Oleh Fransiskus Borgias
(Fakultas Filsafat, Universitas Katolik Parahyangan, Bandung)
“Kemesraan ini, janganlah cepat berlalu.” Begitu bunyi sepotong syair lagu beberapa dekade silam yang dinyanyikan beberapa penyanyi kenamaan. Melalui lagu tersebut mereka ingin mengabadikan sebuah rasa indah dalam relasi antar lmanusia, baik relasi inter-personal maupun relasi dalam komunitas (persekutuan pribadi-pribadi). Kenangan indah itu ditempatkan dalam ruang (space) indah: di tepi pantai, ada debur ombak, angin bertiup, pasir, burung camar, dan ada pelaut dan anak-anak yang bermain di pecahan ombak memutih di bibir pantai. Semuanya indah. Hati tenang. Ada penyembuhan. Ada healing, ada treatment di sana. Sebuah luka di sudut hati sepi, seperti perlahan merasa sembuh oleh keindahan itu. Begitulah kenangan. Selalu indah. Walau terasa pahit juga, karena semua itu sudah tidak lagi sekarang dan di sini, melainkan sudah meng-kemarin. Itu baru satu sisi dari dinamika hubungan antar-manusia, hubungan inter-personal dan sosial-komunal. Pada sisi lain, relasi-relasi interpersonal manusia bisa juga mudah dirusak oleh tendensi posesif manusia itu sendiri. Dari mana tendensi posesif itu? Ada yang menjelaskannya seperti ini: Hati kita sebagai manusia sangat rindu dan ingin dicintai oleh sang cinta, sehingga kita cenderung menjadi lengket-erat pada pribadi orang yang menunjukkan dan menawarkan cinta kita kepada kita, menunjukkan kasih sayang kepada kita, ataupun tali persahabatan kepada kita, atau sekadar perhatian dan dukungan kepada kita.

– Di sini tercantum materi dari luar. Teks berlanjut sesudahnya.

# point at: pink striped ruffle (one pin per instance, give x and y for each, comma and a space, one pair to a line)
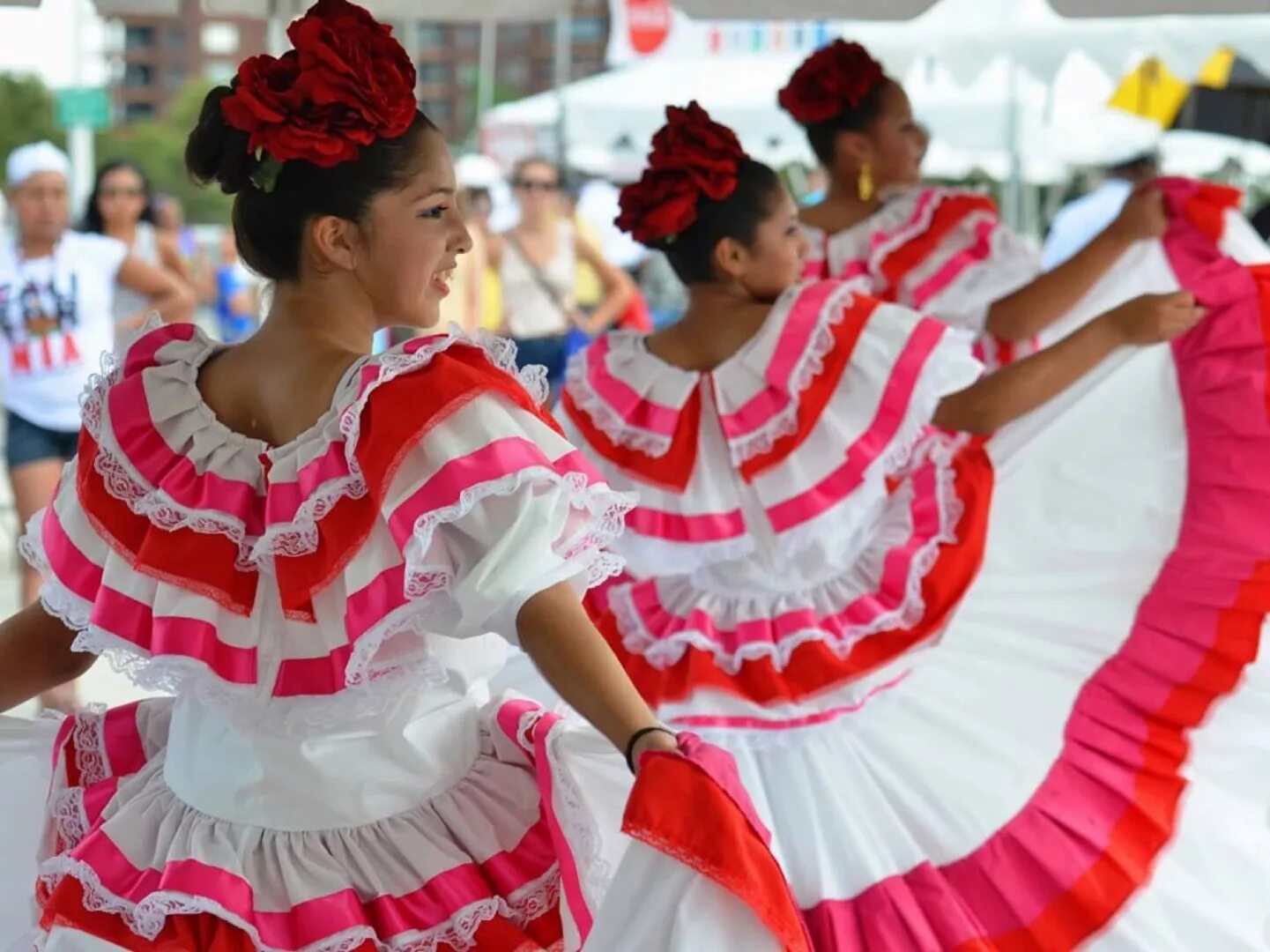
840, 613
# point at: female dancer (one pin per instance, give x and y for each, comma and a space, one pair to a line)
964, 681
938, 249
281, 532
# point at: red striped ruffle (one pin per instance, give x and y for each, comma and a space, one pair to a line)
211, 563
815, 665
1086, 842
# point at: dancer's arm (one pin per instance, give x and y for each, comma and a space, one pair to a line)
1020, 388
1033, 308
36, 655
570, 653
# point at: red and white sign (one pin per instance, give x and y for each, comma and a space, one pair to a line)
648, 25
645, 29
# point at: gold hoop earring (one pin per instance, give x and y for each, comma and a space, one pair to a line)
864, 184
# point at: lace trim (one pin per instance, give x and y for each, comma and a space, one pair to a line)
910, 223
88, 739
576, 820
149, 917
809, 366
605, 508
607, 420
69, 817
667, 651
129, 487
938, 377
297, 537
650, 555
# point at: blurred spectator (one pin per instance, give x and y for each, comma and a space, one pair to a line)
170, 220
817, 187
123, 206
597, 207
1081, 221
536, 262
56, 319
238, 307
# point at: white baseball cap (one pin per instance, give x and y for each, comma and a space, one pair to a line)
32, 159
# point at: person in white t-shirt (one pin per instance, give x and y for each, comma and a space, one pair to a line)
56, 319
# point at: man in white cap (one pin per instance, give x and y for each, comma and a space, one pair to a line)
1082, 220
56, 319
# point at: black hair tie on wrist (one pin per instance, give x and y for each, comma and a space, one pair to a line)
635, 739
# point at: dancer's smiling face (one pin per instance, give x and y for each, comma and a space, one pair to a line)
405, 248
775, 257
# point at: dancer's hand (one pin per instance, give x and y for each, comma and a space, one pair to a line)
1155, 318
1142, 218
657, 740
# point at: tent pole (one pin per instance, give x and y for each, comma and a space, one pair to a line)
79, 138
276, 28
488, 63
1014, 187
563, 74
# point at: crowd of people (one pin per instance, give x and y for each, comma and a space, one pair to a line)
902, 592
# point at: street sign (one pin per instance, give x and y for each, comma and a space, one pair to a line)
83, 107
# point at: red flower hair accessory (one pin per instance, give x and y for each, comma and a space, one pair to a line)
828, 82
345, 84
693, 157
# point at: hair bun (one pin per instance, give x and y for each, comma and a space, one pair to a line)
216, 152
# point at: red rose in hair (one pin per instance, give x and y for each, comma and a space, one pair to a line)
345, 86
691, 141
693, 157
828, 82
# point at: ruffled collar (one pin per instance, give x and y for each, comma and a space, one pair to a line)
858, 252
164, 451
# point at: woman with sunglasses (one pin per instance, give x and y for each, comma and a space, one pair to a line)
123, 205
538, 264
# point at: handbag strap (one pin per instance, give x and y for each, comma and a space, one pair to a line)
540, 278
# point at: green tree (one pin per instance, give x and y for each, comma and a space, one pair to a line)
159, 146
26, 114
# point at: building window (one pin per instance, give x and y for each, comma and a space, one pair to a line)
431, 72
137, 75
429, 36
515, 72
220, 71
440, 111
590, 29
138, 37
513, 34
220, 38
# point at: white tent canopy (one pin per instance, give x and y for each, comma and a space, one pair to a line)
907, 9
434, 11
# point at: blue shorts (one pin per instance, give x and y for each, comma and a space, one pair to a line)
26, 443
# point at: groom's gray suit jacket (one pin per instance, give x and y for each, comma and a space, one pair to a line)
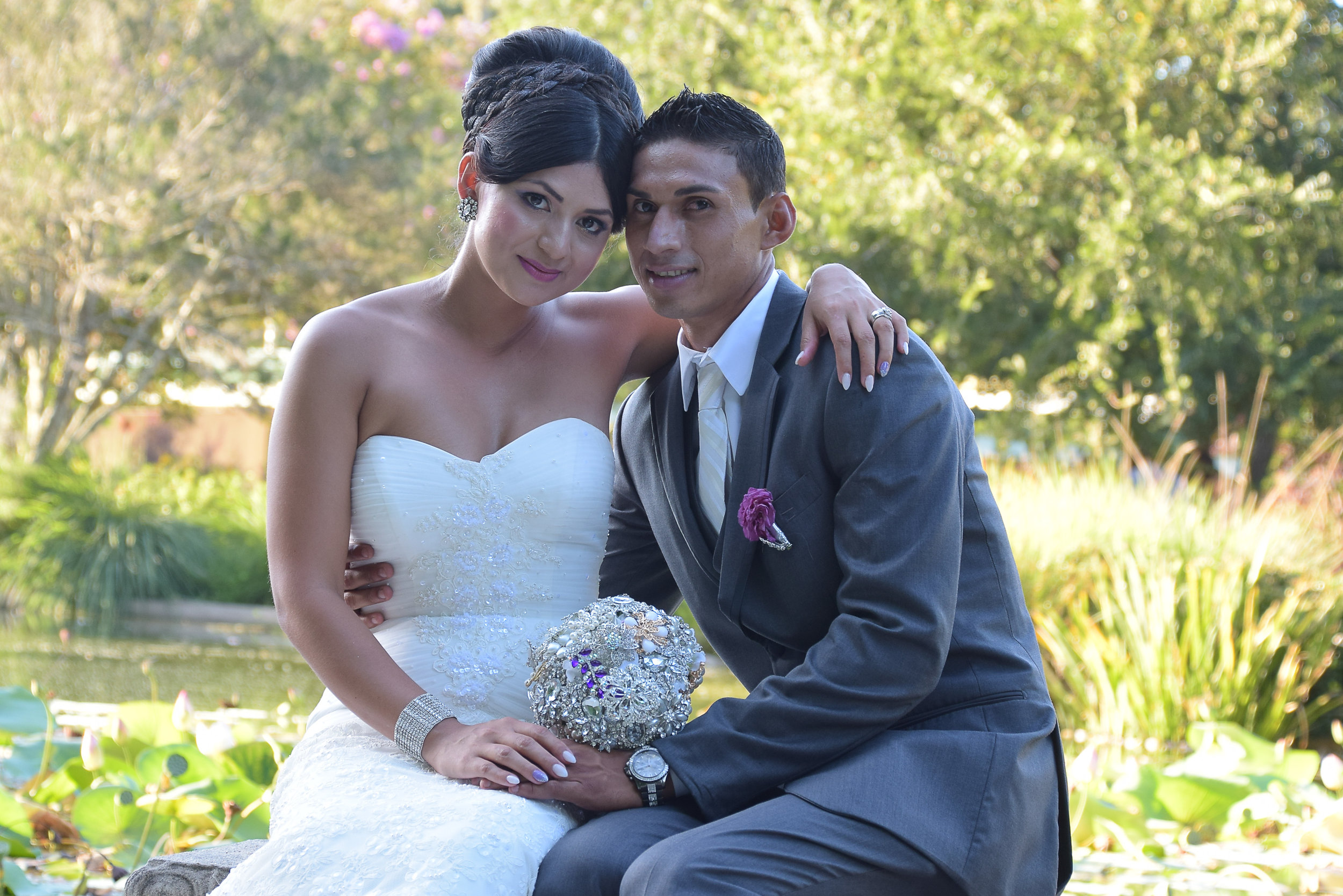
892, 664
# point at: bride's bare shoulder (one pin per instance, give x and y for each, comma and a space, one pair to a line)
366, 320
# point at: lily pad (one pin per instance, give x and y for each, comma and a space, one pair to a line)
254, 762
148, 722
109, 816
182, 762
1198, 801
70, 778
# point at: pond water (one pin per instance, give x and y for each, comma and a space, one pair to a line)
119, 669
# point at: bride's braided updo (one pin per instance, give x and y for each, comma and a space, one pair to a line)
548, 97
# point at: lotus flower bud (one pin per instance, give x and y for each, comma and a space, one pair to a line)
182, 711
1331, 771
90, 753
214, 739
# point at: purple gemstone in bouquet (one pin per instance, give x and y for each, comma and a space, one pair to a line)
617, 675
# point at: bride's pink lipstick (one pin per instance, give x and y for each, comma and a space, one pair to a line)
539, 272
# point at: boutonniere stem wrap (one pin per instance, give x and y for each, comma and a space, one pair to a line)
756, 521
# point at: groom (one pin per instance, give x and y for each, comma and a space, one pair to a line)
899, 736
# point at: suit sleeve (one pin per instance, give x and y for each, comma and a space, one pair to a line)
899, 461
634, 563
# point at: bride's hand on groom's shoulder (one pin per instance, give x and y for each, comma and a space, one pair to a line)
597, 782
367, 583
841, 304
500, 753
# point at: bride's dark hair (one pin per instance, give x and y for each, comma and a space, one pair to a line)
548, 97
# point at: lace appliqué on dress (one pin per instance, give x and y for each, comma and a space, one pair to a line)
476, 653
485, 555
437, 836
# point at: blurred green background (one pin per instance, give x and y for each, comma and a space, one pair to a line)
1116, 222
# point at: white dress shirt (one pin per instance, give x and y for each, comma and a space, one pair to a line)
735, 356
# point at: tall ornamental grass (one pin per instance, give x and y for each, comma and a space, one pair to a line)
1161, 601
77, 545
1145, 647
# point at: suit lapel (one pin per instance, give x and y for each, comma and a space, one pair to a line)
751, 463
669, 445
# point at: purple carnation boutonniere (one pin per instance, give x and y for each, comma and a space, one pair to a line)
756, 519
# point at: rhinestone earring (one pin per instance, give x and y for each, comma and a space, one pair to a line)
466, 208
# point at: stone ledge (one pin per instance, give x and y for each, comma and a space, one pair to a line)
194, 873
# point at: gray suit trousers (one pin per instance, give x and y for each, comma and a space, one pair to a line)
783, 846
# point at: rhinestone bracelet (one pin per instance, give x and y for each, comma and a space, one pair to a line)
417, 720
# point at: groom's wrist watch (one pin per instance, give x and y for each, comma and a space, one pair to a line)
649, 773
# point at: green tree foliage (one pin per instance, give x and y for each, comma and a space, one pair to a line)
1062, 195
183, 176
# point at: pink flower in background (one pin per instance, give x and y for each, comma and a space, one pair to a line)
394, 38
90, 752
430, 23
756, 515
363, 23
374, 31
182, 711
472, 33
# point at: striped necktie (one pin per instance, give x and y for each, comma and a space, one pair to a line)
715, 449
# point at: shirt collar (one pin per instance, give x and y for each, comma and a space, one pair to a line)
735, 350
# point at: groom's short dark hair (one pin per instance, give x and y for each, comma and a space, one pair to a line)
720, 121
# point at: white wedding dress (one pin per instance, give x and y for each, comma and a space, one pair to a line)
488, 555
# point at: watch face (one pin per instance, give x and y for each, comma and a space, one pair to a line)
648, 765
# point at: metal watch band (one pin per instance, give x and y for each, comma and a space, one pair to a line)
652, 792
417, 720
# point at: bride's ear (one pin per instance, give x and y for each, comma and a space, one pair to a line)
466, 176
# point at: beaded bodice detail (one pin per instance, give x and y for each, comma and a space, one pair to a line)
488, 554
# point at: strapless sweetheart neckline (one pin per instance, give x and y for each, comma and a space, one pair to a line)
489, 555
500, 451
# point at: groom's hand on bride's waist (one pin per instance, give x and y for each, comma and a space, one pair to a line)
367, 583
597, 782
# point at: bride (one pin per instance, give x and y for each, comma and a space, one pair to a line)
460, 425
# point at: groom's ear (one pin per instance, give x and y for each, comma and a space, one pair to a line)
779, 218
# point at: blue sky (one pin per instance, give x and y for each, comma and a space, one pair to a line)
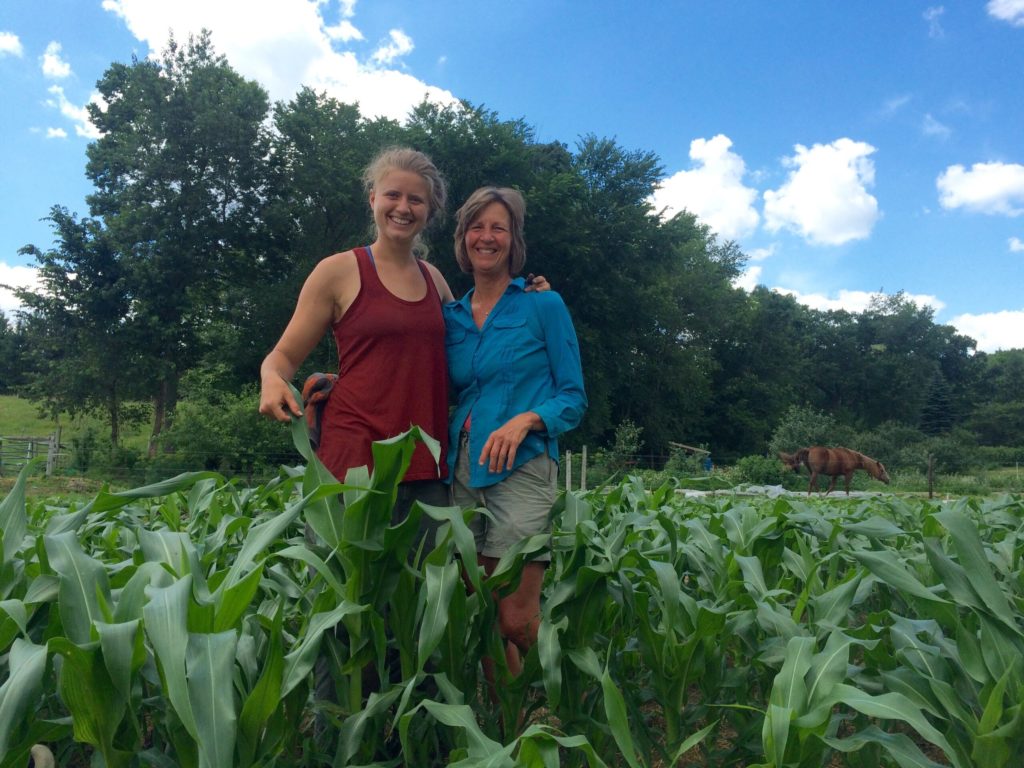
848, 147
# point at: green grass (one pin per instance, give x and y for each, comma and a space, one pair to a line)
19, 418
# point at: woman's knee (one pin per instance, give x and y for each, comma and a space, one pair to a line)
519, 624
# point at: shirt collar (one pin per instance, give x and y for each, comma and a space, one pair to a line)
518, 285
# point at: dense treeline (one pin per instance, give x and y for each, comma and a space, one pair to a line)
210, 207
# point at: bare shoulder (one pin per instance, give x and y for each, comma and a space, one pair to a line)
439, 282
334, 281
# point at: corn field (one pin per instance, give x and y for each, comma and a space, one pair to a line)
196, 623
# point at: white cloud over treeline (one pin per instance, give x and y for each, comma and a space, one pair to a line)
16, 275
54, 67
285, 44
10, 44
824, 198
713, 190
995, 188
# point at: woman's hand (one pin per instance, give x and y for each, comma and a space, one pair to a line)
276, 400
502, 444
537, 283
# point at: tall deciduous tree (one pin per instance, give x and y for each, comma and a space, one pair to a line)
84, 344
180, 176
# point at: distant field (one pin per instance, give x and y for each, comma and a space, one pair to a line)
19, 418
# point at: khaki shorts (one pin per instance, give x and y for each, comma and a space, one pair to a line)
519, 505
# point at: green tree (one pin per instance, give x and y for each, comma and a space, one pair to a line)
83, 342
180, 179
13, 363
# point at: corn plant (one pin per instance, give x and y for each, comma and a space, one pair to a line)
187, 623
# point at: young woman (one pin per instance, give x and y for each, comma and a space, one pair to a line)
383, 304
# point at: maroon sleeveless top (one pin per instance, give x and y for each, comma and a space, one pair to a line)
392, 374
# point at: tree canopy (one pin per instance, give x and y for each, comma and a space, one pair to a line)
211, 206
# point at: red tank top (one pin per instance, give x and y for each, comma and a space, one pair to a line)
392, 374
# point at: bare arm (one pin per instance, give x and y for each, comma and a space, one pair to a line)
322, 300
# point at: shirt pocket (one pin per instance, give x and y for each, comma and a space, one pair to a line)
510, 336
454, 334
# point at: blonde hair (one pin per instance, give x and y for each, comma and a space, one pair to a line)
472, 208
403, 159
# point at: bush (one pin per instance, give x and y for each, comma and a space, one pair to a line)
760, 470
621, 458
223, 431
802, 427
954, 453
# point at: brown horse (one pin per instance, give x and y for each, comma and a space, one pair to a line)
834, 462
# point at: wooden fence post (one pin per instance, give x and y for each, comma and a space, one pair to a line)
583, 470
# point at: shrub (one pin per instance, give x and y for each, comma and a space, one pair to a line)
760, 470
802, 426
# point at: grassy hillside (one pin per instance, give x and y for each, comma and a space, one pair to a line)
19, 418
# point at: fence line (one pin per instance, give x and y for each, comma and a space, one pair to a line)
16, 452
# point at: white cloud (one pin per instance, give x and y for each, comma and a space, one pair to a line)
760, 254
54, 68
1007, 10
894, 104
285, 44
714, 189
987, 187
855, 301
400, 45
749, 279
344, 32
10, 44
993, 331
18, 275
932, 127
934, 15
825, 198
78, 115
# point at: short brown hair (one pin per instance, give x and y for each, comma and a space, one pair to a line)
472, 208
404, 159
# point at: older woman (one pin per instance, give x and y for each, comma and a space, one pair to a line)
514, 365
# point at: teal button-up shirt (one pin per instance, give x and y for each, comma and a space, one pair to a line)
525, 357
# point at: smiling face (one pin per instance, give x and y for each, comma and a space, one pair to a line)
488, 239
400, 205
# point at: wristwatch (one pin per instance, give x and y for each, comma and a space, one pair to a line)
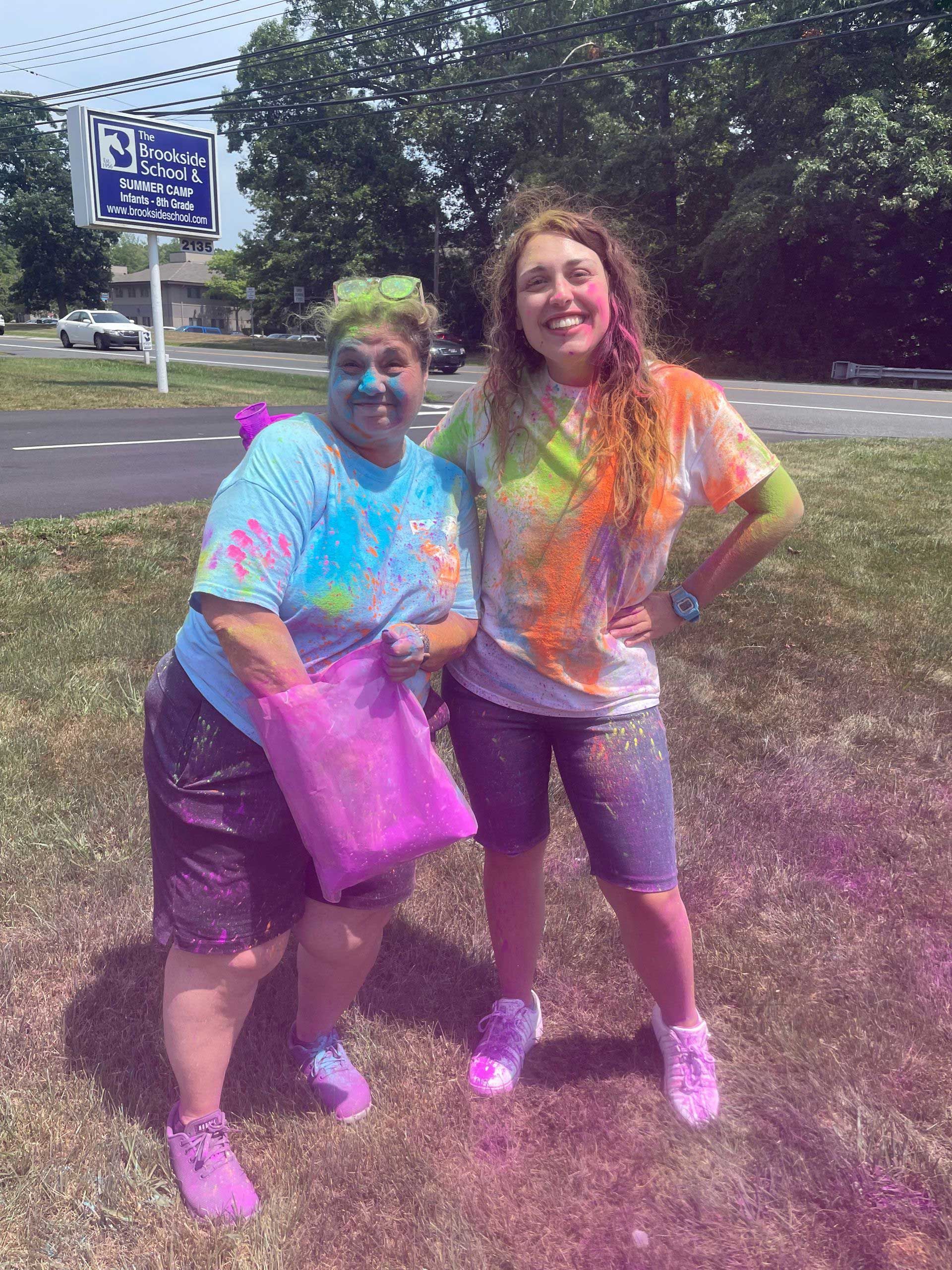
685, 605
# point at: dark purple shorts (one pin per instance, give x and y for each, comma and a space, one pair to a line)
229, 867
615, 771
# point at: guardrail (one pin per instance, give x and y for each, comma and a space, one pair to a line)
852, 373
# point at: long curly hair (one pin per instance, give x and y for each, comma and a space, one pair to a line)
630, 435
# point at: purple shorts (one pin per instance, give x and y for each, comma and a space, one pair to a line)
615, 771
229, 867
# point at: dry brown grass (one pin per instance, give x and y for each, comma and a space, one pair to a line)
809, 720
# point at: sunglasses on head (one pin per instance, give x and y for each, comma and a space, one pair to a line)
398, 286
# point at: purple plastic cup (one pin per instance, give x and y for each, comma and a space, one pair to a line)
254, 420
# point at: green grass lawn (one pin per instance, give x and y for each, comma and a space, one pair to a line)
809, 723
91, 384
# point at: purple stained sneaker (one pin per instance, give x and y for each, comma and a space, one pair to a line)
334, 1080
690, 1072
214, 1184
512, 1029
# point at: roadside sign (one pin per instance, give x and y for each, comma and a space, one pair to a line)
143, 176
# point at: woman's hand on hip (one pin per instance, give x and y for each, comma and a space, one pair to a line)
651, 620
404, 651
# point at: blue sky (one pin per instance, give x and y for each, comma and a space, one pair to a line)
39, 39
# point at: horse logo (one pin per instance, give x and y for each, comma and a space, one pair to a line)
117, 148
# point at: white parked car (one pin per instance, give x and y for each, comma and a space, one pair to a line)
101, 328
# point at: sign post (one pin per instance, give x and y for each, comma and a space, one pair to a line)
145, 177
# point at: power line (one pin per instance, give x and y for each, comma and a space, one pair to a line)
606, 24
119, 22
612, 74
603, 75
300, 45
521, 75
154, 44
49, 102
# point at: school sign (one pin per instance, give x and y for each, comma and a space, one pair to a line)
143, 176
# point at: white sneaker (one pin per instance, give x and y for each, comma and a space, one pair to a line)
690, 1074
512, 1029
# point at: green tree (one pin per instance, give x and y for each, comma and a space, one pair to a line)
60, 263
132, 252
229, 280
9, 272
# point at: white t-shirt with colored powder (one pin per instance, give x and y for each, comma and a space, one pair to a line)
337, 547
555, 567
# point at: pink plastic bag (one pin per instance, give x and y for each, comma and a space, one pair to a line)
353, 756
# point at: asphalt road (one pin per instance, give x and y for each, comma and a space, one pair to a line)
62, 463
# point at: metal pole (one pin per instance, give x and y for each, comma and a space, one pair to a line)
155, 286
436, 255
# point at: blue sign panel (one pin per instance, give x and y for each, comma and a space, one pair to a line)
136, 175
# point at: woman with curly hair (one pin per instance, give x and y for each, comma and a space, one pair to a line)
590, 452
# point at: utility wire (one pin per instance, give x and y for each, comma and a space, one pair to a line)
154, 44
612, 74
603, 75
302, 45
119, 22
607, 24
521, 75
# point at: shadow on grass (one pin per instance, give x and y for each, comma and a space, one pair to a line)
99, 384
114, 1028
422, 980
581, 1057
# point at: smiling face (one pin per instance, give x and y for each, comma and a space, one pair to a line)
375, 389
563, 304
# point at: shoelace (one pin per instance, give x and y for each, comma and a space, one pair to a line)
692, 1064
327, 1055
503, 1035
211, 1146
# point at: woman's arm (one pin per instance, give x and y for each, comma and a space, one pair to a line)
774, 511
409, 648
257, 643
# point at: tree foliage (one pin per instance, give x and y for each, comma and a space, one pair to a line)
229, 280
59, 263
792, 205
132, 252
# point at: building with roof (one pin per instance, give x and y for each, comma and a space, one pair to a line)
186, 302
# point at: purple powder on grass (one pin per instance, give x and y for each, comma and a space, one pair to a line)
888, 1196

Sebenarnya itu biasa saja. Begitulah kepekaan hati manusia. Begitu kita merasakan ada isyarat cinta, kita seperti menghendaki sesuatu yang lebih dari sekadar yang sekilas itu. Tendensi itulah yang bisa menjelaskan mengapa para kekasih sering bertengkar. Pasti ada salah paham, dan hal itu wajar saja dalam proses saling belajar mengenal satu sama lain. Pertengkaran antara kekasih adalah pertengkaran antara orang yang menghendaki sesuatu yang lebih dari yang lain ketimbang apa yang senyatanya bisa atau rela mereka berikan. Di sini dibutuhkan ketenangan dan kesabaran. Dalam proses itu tidak bisa ada pemaksaan. Harus perlahan-lahan. Karena irama kecepatan masing-masing pihak berbeda. Dalam hal ini kita tidak bisa memaksa. Mungkin kali ini, salah satu pihak hanya merasa cukup aman jika memberikan dan membuka diri sampai pada tingkat tertentu. Itu terjadi, karena proses membuka diri sama seperti membuka gerbang benteng. Sebelum kita kenal yang datang, kita buka dulu lubang intip. Jangan-jangan yang datang itu bukan orang baik, melainkan musuh. Setelah memastikan bahwa itu orang baik, barulah pintu gerbang dibuka penuh. Akan celaka, jika gerbang sudah dibuka penuh, ternyata yang datang adalah musuh yang menyerang dengan senjata yang kuat. Harus diakui bahwa adalah sangat sulit bagi cinta untuk tidak menjadi cenderung posesif. Hal itu disebabkan karena hati kita mencari dan mendambakan cinta sempurna.
Tentu itu berat karena tidak ada manusia yang sanggup memberikan cinta sempurna itu. Semuanya masih dalam proses menjadi sempurna. Hanya Allah yang bisa memberikan cinta sempurna itu. Manusia tidak bisa. Ia hanya berusaha menjadi sempurna seperti Bapamu di surga sempurna adanya. Karena itu, proses mencintai adalah proses-seni. Seni mencinta harus mencakupkan seni membuka dan memberi ruang hati dan budi terhadap satu sama lain. Itu harus. Kita tidak dapat dan tidak boleh memaksa masuk ke sana, sebelum dibuka dan dibagi. Manakala kita dengan paksa masuk ke dalamnya, melakukan invasi-psikologis ke ruang orang lain, saat itu kita menjajah orang tersebut, dengan tidak membiarkan dia menjadi dirinya sendiri dalam martabat kebebasannya. Jika itu yang kita lakukan, maka kita pasti mendatangkan derita dan sakit hati dan luka-luka dalam relasi kita. Luka-luka itu akan menimbulkan rasa sakit jika terus dipaksakan. Akan berbeda ceritanya jika kita sudah saling belajar perlahan-lahan untuk saling membuka diri dan membagi hati, maka di sana akan tercipta ruang untuk bergerak leluasa, dan dalam ruang itulah kita bisa berbagi kasih, berbagi pemberian diri. Hanya dalam kondisi seperti itulah bisa terbangun kedekatan dan keintiman sesungguhnya. Keintiman sejati hanya bisa terjadi melalui misteri saling berbuka hati.